La storia dei ragazzi di Bengasi ha una certa risonanza in Libia, soprattutto nel 2020 quando il generale Khalifa Belqasim Haftar chiede la loro liberazione in cambio di quella dei pescatori di Mazara del Vallo. Nel paese i famigliari organizzano manifestazioni per chiedere all’Italia di farli tornate in Libia. «Come Joma, Ali, Abdelrahman e Mohannad, le persone considerate come gli “scafisti criminali”, sono per lo più migranti che si sono pagati da soli il viaggio in mare. I veri trafficanti restano in Libia». E «le autorità italiane lo sanno fin troppo bene. Tuttavia, è la vittoria interna che conta. In questo modo, le autorità presentano le persone in fuga da povertà e violenza, con risorse limitate per difendersi in tribunale, come “colpevoli” e distolgono l’attenzione dalla propria responsabilità per le morti nel Mediterraneo», dice ancora Borderline Europe.

Borderline Europe

«Ho un sogno: un giorno vorrei un confronto con tutti i giudici che mi hanno condannato per sapere il perché e su quali basi hanno preso questa stupida decisione.

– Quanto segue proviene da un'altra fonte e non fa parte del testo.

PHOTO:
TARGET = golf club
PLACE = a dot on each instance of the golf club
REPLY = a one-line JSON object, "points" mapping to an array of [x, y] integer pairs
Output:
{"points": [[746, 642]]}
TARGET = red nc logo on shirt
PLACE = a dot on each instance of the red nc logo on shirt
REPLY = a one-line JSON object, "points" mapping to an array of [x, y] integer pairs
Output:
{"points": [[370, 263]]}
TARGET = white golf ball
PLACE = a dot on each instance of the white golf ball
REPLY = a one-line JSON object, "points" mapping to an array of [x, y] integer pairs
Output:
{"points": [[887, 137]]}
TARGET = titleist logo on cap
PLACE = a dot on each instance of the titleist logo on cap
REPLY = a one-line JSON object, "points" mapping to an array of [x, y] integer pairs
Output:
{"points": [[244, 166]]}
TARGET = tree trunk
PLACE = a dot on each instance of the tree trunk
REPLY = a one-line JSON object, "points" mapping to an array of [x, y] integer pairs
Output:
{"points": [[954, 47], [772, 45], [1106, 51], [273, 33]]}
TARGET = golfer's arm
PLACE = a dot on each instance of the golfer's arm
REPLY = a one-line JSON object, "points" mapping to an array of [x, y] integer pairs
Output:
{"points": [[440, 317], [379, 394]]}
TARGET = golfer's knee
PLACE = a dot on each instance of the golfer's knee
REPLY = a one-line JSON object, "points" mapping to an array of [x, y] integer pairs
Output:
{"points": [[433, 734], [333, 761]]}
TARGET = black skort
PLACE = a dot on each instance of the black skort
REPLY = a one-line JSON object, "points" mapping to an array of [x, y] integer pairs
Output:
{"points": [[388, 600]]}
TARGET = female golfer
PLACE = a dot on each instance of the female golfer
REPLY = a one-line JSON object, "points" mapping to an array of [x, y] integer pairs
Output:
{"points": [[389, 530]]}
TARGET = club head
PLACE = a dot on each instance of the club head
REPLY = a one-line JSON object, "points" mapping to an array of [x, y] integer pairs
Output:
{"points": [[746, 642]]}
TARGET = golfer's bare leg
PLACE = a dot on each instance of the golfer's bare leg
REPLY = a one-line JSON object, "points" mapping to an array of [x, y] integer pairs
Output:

L’ingiustizia che abbiamo subito è una vergogna che va oltre la condanna, perché mostra l’incapacità dei magistrati che hanno seguito il caso. Solo 1 testimone su 9 mi ha accusato», scrive ancora Alla nelle sue lettere. «Sto soffrendo molto in carcere, sono vittima di un’ingiustizia. La giustizia italiana ha posto fine alla mia vita. Ho perso tutto. Ho perso le mie ambizioni e il mio futuro», scrive in un’altra lettera Muhannad aka Maradona. «“Maradona” è il mio soprannome. Le persone qui in carcere mi chiamano Maradona perché so giocare bene a calcio ;-)».